Abstract
The neurovascular unit (NVU) concept denotes cells and their communication mechanisms that autoregulate blood supply in the brain parenchyma. Over the past two decades, it has become clear that besides its primary function, NVU is involved in many important processes associated with maintaining brain health and that altering the proportion of the extracellular space plays a vital role in this. While biologists have studied the process of cells swelling or shrinking, the consequences of the NVU’s operation are not well understood. In addition to direct quantitative modeling of cellular processes in the NVU, there is room for developing a minimalistic mathematical description, similar to how computational neuroscience operates with very simple models of neurons, which, however, capture the main features of dynamics. In this work, we have developed a minimalistic model of cell volumes regulation in the NVU. We based our model on the FitzHugh–Nagumo model with noise excitation and supplemented it with a variable extracellular space volume.
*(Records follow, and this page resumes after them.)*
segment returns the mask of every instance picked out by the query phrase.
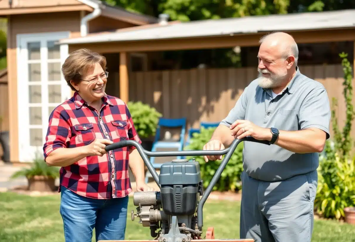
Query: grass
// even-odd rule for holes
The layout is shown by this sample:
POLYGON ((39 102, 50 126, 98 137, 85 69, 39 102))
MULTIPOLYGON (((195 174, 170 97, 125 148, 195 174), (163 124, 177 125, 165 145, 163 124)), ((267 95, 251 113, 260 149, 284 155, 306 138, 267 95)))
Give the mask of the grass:
MULTIPOLYGON (((0 192, 0 241, 64 241, 62 221, 59 210, 59 195, 32 197, 0 192)), ((214 226, 216 238, 239 238, 240 209, 239 202, 208 202, 203 209, 205 230, 214 226)), ((135 211, 131 198, 125 239, 152 239, 149 229, 138 224, 139 218, 131 221, 132 209, 135 211)), ((312 241, 355 242, 355 226, 316 220, 312 241)))

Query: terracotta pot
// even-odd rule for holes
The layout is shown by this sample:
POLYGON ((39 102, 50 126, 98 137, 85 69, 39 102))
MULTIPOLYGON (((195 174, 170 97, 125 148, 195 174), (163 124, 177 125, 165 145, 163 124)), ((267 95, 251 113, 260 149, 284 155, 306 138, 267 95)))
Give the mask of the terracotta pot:
POLYGON ((55 190, 55 179, 50 177, 35 175, 28 180, 28 190, 42 192, 51 192, 55 190))
POLYGON ((350 207, 344 209, 345 221, 348 224, 355 224, 355 207, 350 207))

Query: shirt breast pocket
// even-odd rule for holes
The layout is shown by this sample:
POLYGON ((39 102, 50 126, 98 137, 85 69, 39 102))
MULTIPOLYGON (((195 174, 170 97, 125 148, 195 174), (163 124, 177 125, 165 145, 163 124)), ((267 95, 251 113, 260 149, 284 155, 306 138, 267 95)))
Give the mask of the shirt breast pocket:
POLYGON ((295 131, 298 130, 298 121, 296 109, 280 109, 277 111, 275 127, 281 130, 295 131))
POLYGON ((127 121, 111 121, 113 128, 119 138, 126 140, 128 139, 128 129, 127 121))
POLYGON ((96 135, 94 130, 92 123, 82 123, 74 126, 76 137, 76 139, 78 143, 83 143, 88 145, 96 138, 96 135))

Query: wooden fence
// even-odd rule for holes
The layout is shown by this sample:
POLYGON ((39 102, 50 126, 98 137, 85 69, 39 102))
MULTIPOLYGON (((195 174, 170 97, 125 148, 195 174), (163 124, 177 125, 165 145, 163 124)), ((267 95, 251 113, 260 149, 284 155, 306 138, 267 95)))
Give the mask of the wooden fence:
MULTIPOLYGON (((299 67, 302 73, 324 86, 331 102, 333 97, 338 99, 336 111, 342 127, 345 109, 341 65, 299 67)), ((164 117, 186 117, 188 128, 197 128, 201 121, 218 122, 225 117, 244 88, 257 76, 256 67, 132 73, 129 76, 129 99, 149 104, 164 117)), ((118 74, 111 76, 115 83, 109 82, 110 87, 106 90, 118 97, 118 74)), ((355 137, 355 122, 352 129, 352 137, 355 137)))

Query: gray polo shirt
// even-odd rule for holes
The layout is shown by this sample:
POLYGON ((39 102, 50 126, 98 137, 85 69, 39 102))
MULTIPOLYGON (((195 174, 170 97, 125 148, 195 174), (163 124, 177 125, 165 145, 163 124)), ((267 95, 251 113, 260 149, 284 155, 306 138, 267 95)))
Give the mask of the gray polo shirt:
MULTIPOLYGON (((228 127, 237 119, 280 130, 317 128, 329 138, 331 110, 327 91, 320 83, 300 72, 274 98, 271 90, 260 87, 258 80, 244 90, 235 105, 221 122, 228 127)), ((318 153, 299 154, 275 145, 244 142, 243 167, 251 177, 267 182, 286 179, 317 169, 318 153)))

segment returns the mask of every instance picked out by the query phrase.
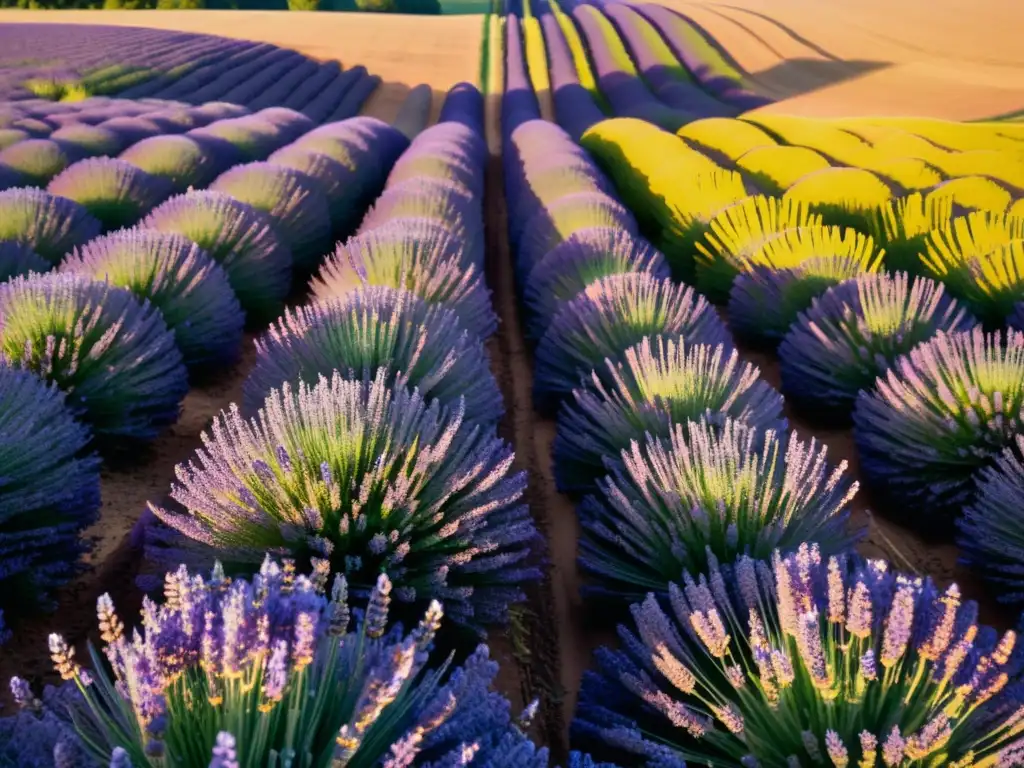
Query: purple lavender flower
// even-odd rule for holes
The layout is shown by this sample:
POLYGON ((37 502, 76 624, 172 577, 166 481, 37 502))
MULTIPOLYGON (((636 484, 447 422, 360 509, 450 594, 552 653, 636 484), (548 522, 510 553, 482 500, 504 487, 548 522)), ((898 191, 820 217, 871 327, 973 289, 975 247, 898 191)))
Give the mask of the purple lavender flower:
POLYGON ((964 559, 982 572, 1004 602, 1024 601, 1024 540, 1018 523, 1024 498, 1024 435, 978 473, 974 503, 956 521, 964 559))
POLYGON ((482 270, 464 259, 466 242, 432 219, 393 219, 350 238, 325 261, 310 286, 321 301, 344 299, 368 286, 403 288, 459 315, 481 338, 498 328, 482 270))
POLYGON ((797 402, 849 414, 897 357, 941 332, 977 321, 943 286, 905 272, 862 274, 829 288, 779 346, 782 391, 797 402))
POLYGON ((598 226, 638 234, 633 215, 604 193, 567 195, 537 211, 523 225, 516 249, 516 274, 520 282, 572 232, 598 226))
POLYGON ((156 306, 189 368, 230 365, 245 314, 227 274, 180 234, 122 229, 70 254, 62 272, 105 280, 156 306))
POLYGON ((245 411, 255 415, 270 390, 285 383, 313 385, 335 371, 369 382, 381 370, 390 384, 415 387, 443 407, 463 400, 469 420, 490 424, 504 413, 480 340, 450 309, 393 288, 369 288, 287 312, 256 342, 245 411))
POLYGON ((143 606, 132 638, 106 642, 111 672, 97 665, 91 685, 83 671, 73 676, 85 703, 75 725, 102 764, 117 753, 148 765, 160 754, 182 768, 230 768, 275 753, 305 755, 310 768, 336 760, 547 768, 547 751, 494 690, 498 666, 486 646, 459 666, 431 665, 440 604, 406 633, 388 625, 381 597, 389 589, 382 575, 370 596, 375 615, 333 633, 336 606, 288 561, 267 559, 251 583, 216 572, 204 580, 181 566, 167 574, 164 604, 143 606), (245 738, 229 730, 240 727, 245 738))
POLYGON ((42 189, 0 191, 0 241, 22 243, 50 264, 99 230, 100 223, 74 201, 42 189))
POLYGON ((25 243, 0 241, 0 283, 18 274, 49 271, 50 263, 25 243))
POLYGON ((292 254, 270 220, 222 193, 171 198, 139 226, 183 234, 227 272, 246 316, 261 324, 281 313, 292 281, 292 254))
POLYGON ((857 483, 833 468, 816 440, 786 438, 727 419, 674 424, 664 439, 634 440, 621 466, 580 507, 580 564, 591 589, 641 600, 709 558, 767 558, 775 548, 820 542, 851 549, 857 483))
POLYGON ((633 440, 667 438, 674 423, 732 418, 785 427, 781 395, 723 344, 644 339, 626 351, 624 362, 609 360, 605 373, 609 383, 594 374, 559 412, 552 452, 561 490, 594 490, 633 440))
POLYGON ((16 173, 25 186, 46 186, 71 162, 60 144, 48 138, 30 138, 0 151, 0 168, 16 173))
POLYGON ((128 147, 120 159, 167 179, 175 193, 201 189, 217 176, 214 153, 188 136, 154 136, 128 147))
POLYGON ((938 334, 861 392, 853 421, 865 479, 909 519, 948 524, 1024 433, 1024 334, 938 334))
POLYGON ((0 285, 0 353, 52 381, 97 438, 147 440, 178 417, 185 368, 160 312, 75 274, 0 285))
POLYGON ((89 158, 69 166, 46 190, 80 203, 106 230, 131 226, 163 203, 171 183, 116 158, 89 158))
POLYGON ((63 394, 26 371, 0 367, 0 611, 51 607, 79 570, 82 530, 99 511, 99 462, 63 394))
POLYGON ((622 649, 586 673, 572 724, 597 757, 964 768, 1024 746, 1016 633, 979 627, 955 585, 803 544, 771 565, 712 558, 631 613, 622 649), (865 597, 847 607, 837 594, 865 597), (868 653, 884 672, 862 674, 868 653))
POLYGON ((564 303, 591 283, 631 272, 667 280, 669 265, 653 246, 625 229, 593 227, 572 232, 529 270, 523 289, 529 311, 527 333, 540 339, 564 303))
POLYGON ((538 344, 535 406, 553 412, 595 374, 609 383, 609 366, 654 335, 732 346, 715 308, 693 289, 648 272, 602 278, 562 306, 538 344))
POLYGON ((443 598, 454 621, 474 627, 504 621, 536 575, 524 562, 536 537, 525 479, 510 474, 508 446, 461 403, 447 411, 392 391, 383 370, 372 383, 336 373, 314 387, 286 384, 258 420, 232 408, 204 443, 171 490, 185 511, 153 508, 200 551, 232 562, 266 551, 327 557, 356 595, 386 572, 397 599, 443 598))
POLYGON ((362 217, 366 174, 346 168, 334 158, 290 144, 268 158, 269 163, 304 173, 316 184, 328 203, 331 228, 336 238, 352 233, 362 217))
POLYGON ((270 163, 249 163, 222 173, 210 189, 266 214, 292 250, 297 267, 315 266, 331 247, 327 198, 304 173, 270 163))

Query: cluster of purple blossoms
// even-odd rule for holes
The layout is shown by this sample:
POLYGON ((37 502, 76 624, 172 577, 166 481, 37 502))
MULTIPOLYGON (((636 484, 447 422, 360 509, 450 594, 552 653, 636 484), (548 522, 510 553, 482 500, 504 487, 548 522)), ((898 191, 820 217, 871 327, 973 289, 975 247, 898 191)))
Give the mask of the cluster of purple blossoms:
MULTIPOLYGON (((285 384, 251 422, 232 406, 177 468, 184 511, 154 513, 225 563, 326 558, 355 594, 386 572, 401 602, 440 600, 472 627, 506 621, 537 577, 525 476, 461 401, 449 411, 387 381, 285 384)), ((180 537, 168 549, 152 530, 151 556, 180 561, 180 537)))
POLYGON ((956 521, 964 559, 1009 603, 1024 601, 1024 434, 979 471, 974 503, 956 521))
POLYGON ((0 285, 0 354, 55 382, 97 439, 148 440, 177 421, 188 376, 159 310, 77 274, 0 285))
POLYGON ((906 272, 861 274, 825 291, 790 329, 778 348, 782 391, 848 415, 897 357, 939 332, 976 325, 941 284, 906 272))
POLYGON ((121 229, 69 254, 61 272, 131 291, 160 310, 185 366, 224 367, 242 349, 245 314, 227 274, 181 234, 121 229))
POLYGON ((860 393, 853 422, 864 479, 913 521, 948 525, 1024 434, 1024 334, 938 334, 860 393))
POLYGON ((552 454, 560 490, 594 490, 634 440, 668 438, 673 424, 731 418, 764 429, 786 426, 782 396, 725 344, 645 338, 624 356, 607 362, 605 376, 593 374, 558 414, 552 454))
POLYGON ((371 286, 401 288, 442 304, 480 338, 498 328, 482 270, 465 258, 465 240, 428 218, 392 219, 340 244, 310 284, 318 301, 371 286))
POLYGON ((56 671, 80 694, 70 701, 73 728, 46 723, 45 702, 15 678, 23 717, 42 710, 37 728, 84 745, 80 762, 58 763, 75 768, 227 768, 271 755, 309 768, 546 768, 547 750, 521 730, 535 707, 511 716, 485 645, 458 666, 433 657, 438 602, 407 633, 389 622, 386 575, 364 611, 350 607, 341 575, 326 594, 329 566, 311 564, 307 577, 267 558, 251 581, 231 581, 219 565, 208 579, 181 566, 167 574, 162 604, 143 602, 131 634, 101 596, 104 645, 102 655, 92 651, 91 671, 59 635, 49 638, 56 671))
POLYGON ((654 336, 732 347, 715 308, 692 288, 648 272, 611 274, 564 302, 551 321, 537 346, 535 406, 553 413, 594 376, 610 383, 606 372, 654 336))
POLYGON ((56 386, 0 367, 0 615, 8 623, 51 607, 51 591, 78 571, 87 549, 80 535, 99 511, 99 462, 88 442, 56 386))
POLYGON ((768 558, 808 541, 845 553, 861 532, 850 526, 858 486, 846 469, 814 439, 731 419, 634 440, 579 507, 587 591, 632 602, 680 573, 706 572, 709 558, 768 558))
POLYGON ((574 741, 624 765, 1024 763, 1017 635, 885 561, 741 557, 649 595, 584 678, 574 741))
POLYGON ((79 203, 108 231, 136 224, 173 193, 167 179, 116 158, 75 163, 46 190, 79 203))
POLYGON ((0 241, 20 243, 49 264, 99 234, 101 225, 78 203, 42 189, 0 193, 0 241))
POLYGON ((367 288, 286 312, 258 339, 244 407, 254 415, 286 382, 312 385, 336 371, 369 382, 386 370, 391 386, 415 387, 450 409, 462 399, 467 419, 492 424, 504 406, 488 364, 455 312, 400 289, 367 288))
POLYGON ((248 321, 275 317, 292 285, 292 253, 270 220, 229 195, 194 191, 171 198, 139 225, 181 234, 227 272, 248 321))
POLYGON ((271 163, 248 163, 222 173, 210 190, 230 195, 269 217, 297 268, 311 268, 330 250, 328 201, 304 173, 271 163))

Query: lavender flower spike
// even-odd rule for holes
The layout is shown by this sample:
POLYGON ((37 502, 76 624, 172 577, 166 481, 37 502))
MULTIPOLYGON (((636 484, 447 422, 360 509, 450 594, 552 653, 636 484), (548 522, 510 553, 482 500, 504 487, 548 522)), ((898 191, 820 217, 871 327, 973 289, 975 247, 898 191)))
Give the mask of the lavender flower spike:
POLYGON ((524 562, 536 538, 525 477, 461 401, 428 406, 387 382, 384 370, 372 382, 335 373, 285 384, 252 422, 232 408, 177 468, 171 497, 186 511, 153 511, 232 562, 268 550, 324 557, 350 594, 384 572, 399 602, 441 600, 472 627, 504 621, 537 573, 524 562))
POLYGON ((815 440, 727 419, 674 424, 667 438, 634 440, 621 466, 580 507, 580 565, 590 589, 640 600, 709 558, 767 558, 775 548, 817 541, 843 553, 857 483, 846 462, 830 467, 815 440))
MULTIPOLYGON (((334 605, 321 580, 297 574, 291 561, 267 559, 251 581, 178 567, 163 604, 143 604, 132 639, 106 639, 105 659, 93 652, 95 682, 84 668, 62 666, 81 692, 74 728, 87 754, 75 765, 159 757, 181 768, 237 768, 302 755, 308 768, 547 768, 547 750, 520 731, 494 689, 498 665, 486 646, 458 666, 433 658, 438 603, 406 632, 389 622, 379 588, 371 600, 384 606, 373 627, 368 616, 336 633, 331 616, 349 606, 334 605)), ((58 638, 54 645, 62 647, 58 638)), ((75 738, 47 703, 58 702, 43 702, 57 738, 75 738)), ((0 719, 0 734, 5 725, 0 719)), ((44 744, 51 752, 52 741, 44 744)))
POLYGON ((462 398, 472 421, 490 424, 504 413, 480 340, 450 309, 384 287, 287 312, 256 342, 245 410, 255 414, 286 382, 314 384, 335 371, 370 381, 382 369, 389 383, 416 387, 442 406, 462 398))
POLYGON ((593 374, 558 415, 552 453, 561 490, 592 492, 632 441, 645 434, 668 438, 673 424, 708 419, 718 425, 732 418, 765 429, 785 427, 781 395, 724 344, 659 336, 629 348, 625 357, 609 360, 605 377, 593 374))
POLYGON ((853 421, 865 479, 894 509, 948 524, 1024 434, 1024 334, 938 334, 861 392, 853 421))
POLYGON ((955 585, 816 544, 709 565, 597 651, 577 746, 650 767, 1017 764, 1016 633, 979 626, 955 585))

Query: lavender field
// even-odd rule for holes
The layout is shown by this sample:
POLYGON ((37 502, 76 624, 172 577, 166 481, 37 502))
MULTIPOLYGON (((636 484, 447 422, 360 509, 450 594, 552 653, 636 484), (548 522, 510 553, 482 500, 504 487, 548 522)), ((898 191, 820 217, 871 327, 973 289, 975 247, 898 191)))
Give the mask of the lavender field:
POLYGON ((0 768, 1024 766, 1024 132, 481 23, 0 25, 0 768))

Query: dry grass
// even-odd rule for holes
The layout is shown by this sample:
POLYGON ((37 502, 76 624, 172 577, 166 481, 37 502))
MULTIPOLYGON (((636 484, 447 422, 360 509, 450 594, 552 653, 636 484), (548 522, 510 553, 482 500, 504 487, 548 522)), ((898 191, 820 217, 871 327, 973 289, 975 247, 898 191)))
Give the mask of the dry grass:
POLYGON ((392 121, 409 91, 434 92, 432 118, 458 82, 476 82, 483 22, 479 15, 411 16, 298 11, 0 10, 0 24, 92 24, 206 33, 292 48, 312 58, 362 65, 383 81, 364 114, 392 121))
POLYGON ((1016 0, 662 0, 707 30, 779 101, 807 117, 978 120, 1024 110, 1024 4, 1016 0))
We show that such a model acquires new dynamic properties in comparison with the traditional neuron model. To validate our approach, we adjusted the parameters of the minimalistic model so that its behavior fits the dynamics computed using the high-dimensional quantitative and biophysically relevant model. The results show that our model correctly describes the change in cell volume and intercellular space in the NVU.
Funder
RF Government
Russian Science Foundation
Subject
General Mathematics,Engineering (miscellaneous),Computer Science (miscellaneous)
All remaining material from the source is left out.